Unlängst eine Weinprobe mit Freunden. Österreich rangiert bei mir weit vorn, zuletzt war ich von Raritäten begeistert. Diesmal stehen einige Flaschen Rubin Carnuntum auf dem Tisch. Als es mit dem Probieren losgeht fragt einer meiner durchaus Wein-ambitionierten Freunde: „Liegt Carnuntum in Italien?“ „Was trinken wir denn?“ Schließlich: „Rubin Carnuntum, was ist das eigentlich?“ Musste feststellen, dass es Wissenslücken gibt. 

Zweigelt in  Bestform 

Also Aufklärung: Carnuntum liegt in Österreich, südlich der Donau auf dem kurzen Stück zwischen Wien und Bratislava. Wir trinken Zweigelt. Wie sich herausstellen wird, Zweigelt in Bestform. Rubin Carnuntum ist ein Markenname, der Wein immer ein Zweigelt. Tja, und damit hat sich das Wissen auch schon erschöpft. Natürlich könnte man ein bisschen googeln, was es mit dem Rubin noch so auf sich hat. Eine bessere Idee ist jedoch, sich direkt vor Ort umzusehen. 

1992 beginnt alles 

Also auf ins Carnuntum, von Wien aus ist es nicht weit. Höflein (Betonung auf der zweiten Silbe!) ist einer der Hauptorte mit Gebiet. Dort können die Winzer Philipp Grassl und Peter Artner einiges zu Rubin Carnuntum erzählen.

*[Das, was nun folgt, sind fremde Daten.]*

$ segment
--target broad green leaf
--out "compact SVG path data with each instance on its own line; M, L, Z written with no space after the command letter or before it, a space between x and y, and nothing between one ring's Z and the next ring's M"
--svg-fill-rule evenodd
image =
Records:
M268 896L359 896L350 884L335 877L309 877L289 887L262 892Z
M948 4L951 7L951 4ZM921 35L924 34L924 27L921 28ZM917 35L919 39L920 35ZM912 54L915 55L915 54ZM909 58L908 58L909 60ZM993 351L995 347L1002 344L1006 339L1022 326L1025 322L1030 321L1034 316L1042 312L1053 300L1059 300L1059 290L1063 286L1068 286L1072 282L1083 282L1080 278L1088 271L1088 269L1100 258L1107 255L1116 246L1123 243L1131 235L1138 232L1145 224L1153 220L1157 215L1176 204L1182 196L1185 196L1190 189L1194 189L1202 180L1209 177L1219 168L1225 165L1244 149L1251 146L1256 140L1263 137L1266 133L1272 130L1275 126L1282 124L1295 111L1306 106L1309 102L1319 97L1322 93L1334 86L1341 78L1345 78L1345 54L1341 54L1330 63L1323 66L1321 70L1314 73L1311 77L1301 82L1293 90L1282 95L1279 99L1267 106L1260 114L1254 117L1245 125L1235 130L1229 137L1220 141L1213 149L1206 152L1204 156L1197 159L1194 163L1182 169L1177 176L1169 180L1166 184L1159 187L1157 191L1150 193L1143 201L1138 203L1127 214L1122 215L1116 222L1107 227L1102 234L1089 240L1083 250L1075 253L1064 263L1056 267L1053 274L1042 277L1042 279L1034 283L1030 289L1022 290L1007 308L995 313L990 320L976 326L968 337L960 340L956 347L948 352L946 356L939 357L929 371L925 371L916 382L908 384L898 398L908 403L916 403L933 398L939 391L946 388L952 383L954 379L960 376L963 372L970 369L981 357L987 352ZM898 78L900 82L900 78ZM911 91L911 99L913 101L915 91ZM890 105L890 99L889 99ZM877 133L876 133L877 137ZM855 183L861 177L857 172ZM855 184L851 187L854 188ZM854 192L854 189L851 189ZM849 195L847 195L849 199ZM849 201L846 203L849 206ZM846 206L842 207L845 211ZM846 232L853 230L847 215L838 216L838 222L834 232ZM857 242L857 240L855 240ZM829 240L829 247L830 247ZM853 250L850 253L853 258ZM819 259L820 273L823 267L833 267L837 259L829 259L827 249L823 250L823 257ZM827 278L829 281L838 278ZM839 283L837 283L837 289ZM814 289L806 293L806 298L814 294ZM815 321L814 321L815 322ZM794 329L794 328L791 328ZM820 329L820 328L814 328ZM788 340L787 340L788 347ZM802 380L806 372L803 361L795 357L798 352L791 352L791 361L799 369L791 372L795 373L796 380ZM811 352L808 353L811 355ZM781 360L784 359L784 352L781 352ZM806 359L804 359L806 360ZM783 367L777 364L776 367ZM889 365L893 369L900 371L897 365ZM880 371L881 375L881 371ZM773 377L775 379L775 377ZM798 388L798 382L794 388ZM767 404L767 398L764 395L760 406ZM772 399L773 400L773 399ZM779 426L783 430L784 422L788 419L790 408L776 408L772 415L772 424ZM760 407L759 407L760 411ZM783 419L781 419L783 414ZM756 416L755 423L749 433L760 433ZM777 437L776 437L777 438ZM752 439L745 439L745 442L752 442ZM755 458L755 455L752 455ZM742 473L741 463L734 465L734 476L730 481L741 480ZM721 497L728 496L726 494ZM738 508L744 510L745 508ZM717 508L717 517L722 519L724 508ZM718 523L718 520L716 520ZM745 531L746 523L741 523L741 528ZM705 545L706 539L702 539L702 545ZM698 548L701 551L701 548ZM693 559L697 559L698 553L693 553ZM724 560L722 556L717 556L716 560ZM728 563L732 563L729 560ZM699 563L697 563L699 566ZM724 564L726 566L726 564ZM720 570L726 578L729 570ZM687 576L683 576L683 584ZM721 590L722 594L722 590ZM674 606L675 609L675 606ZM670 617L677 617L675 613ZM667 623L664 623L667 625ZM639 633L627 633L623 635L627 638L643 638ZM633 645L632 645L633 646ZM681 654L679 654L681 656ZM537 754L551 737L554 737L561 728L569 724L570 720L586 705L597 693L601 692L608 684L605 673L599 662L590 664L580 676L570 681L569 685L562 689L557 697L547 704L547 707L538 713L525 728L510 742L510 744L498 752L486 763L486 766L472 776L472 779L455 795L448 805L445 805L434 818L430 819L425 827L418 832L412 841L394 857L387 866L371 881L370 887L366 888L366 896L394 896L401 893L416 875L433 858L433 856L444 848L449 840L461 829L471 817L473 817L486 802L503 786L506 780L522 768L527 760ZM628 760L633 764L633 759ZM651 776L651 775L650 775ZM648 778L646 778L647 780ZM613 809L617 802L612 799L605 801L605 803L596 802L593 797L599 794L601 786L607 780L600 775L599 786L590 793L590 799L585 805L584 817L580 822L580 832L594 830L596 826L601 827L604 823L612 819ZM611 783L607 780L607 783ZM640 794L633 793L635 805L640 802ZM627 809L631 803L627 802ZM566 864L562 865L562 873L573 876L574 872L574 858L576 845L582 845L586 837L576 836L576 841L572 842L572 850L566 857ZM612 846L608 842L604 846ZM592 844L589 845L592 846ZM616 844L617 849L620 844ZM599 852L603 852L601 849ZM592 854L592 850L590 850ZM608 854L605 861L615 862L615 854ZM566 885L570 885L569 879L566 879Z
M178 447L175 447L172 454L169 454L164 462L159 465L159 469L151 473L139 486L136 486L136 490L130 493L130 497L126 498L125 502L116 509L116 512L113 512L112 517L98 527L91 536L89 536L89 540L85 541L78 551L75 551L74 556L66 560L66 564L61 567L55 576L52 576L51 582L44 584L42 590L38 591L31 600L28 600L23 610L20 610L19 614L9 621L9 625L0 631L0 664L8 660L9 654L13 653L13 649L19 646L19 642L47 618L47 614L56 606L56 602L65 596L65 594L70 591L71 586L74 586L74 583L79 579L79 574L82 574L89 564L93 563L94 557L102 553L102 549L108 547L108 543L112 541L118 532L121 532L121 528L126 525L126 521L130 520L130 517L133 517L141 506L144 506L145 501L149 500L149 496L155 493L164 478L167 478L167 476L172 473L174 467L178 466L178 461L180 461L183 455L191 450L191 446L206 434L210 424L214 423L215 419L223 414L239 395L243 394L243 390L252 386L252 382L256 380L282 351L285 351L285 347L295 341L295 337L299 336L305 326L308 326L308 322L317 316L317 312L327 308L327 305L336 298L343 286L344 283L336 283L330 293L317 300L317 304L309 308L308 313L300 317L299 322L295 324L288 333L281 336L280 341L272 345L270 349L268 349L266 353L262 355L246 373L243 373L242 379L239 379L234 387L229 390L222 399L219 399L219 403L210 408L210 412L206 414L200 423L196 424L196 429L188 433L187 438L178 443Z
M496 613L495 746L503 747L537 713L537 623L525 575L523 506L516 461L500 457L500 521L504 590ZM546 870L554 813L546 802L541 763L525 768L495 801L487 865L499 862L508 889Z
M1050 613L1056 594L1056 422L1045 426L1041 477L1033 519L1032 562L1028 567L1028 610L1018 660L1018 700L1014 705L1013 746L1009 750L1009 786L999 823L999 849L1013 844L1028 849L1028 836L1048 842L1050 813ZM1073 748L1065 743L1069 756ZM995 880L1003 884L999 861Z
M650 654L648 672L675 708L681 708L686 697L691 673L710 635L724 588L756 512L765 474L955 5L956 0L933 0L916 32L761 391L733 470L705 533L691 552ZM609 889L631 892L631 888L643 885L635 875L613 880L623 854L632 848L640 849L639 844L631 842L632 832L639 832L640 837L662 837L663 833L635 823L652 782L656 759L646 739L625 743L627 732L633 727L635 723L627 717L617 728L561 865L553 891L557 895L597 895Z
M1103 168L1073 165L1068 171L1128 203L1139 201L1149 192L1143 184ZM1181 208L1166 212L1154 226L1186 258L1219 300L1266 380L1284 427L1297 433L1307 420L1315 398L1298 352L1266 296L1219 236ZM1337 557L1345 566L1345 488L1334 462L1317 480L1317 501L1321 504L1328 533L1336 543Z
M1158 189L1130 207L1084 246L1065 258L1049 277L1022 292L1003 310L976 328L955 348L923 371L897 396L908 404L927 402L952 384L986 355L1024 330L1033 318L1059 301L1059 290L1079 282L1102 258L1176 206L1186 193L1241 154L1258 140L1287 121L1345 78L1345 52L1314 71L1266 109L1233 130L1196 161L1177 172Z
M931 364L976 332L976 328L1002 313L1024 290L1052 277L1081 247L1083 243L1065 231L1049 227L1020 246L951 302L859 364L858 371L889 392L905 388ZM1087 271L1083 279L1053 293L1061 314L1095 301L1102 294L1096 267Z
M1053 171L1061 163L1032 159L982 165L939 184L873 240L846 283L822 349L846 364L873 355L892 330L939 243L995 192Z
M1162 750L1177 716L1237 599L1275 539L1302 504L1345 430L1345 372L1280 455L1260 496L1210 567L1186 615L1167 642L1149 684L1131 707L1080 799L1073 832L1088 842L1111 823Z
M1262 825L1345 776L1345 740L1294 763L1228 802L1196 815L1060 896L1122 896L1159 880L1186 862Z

Erfahre also, dass vor 31 Jahren alles begann. Rund 25 Vereinsmitglieder produzierten 1992 erstmalig „Rubin Carnuntum“. Die Idee: Wein, Herkunft und Identität in eine Flasche zu bringen. Ein Wein als Botschafter eines ganzen Gebietes. Für diesen Wein diskutierten die Produzenten Themen, die heute selbstverständlich scheinen, damals aber für viele revolutionär waren: Traubenausdünnung, Ernte bei maximaler Reife, Holzfasslagerung, einjährige Fassreife und vieles mehr. Ziel war ein Rotwein, der sich vom damals aktuellen Sortiment abheben sollte, den Fülle, Eleganz und hohe physiologische Reife auszeichnen sollten. Die leuchtende Farbe der Sorte führte zum Markennamen „Rubin“.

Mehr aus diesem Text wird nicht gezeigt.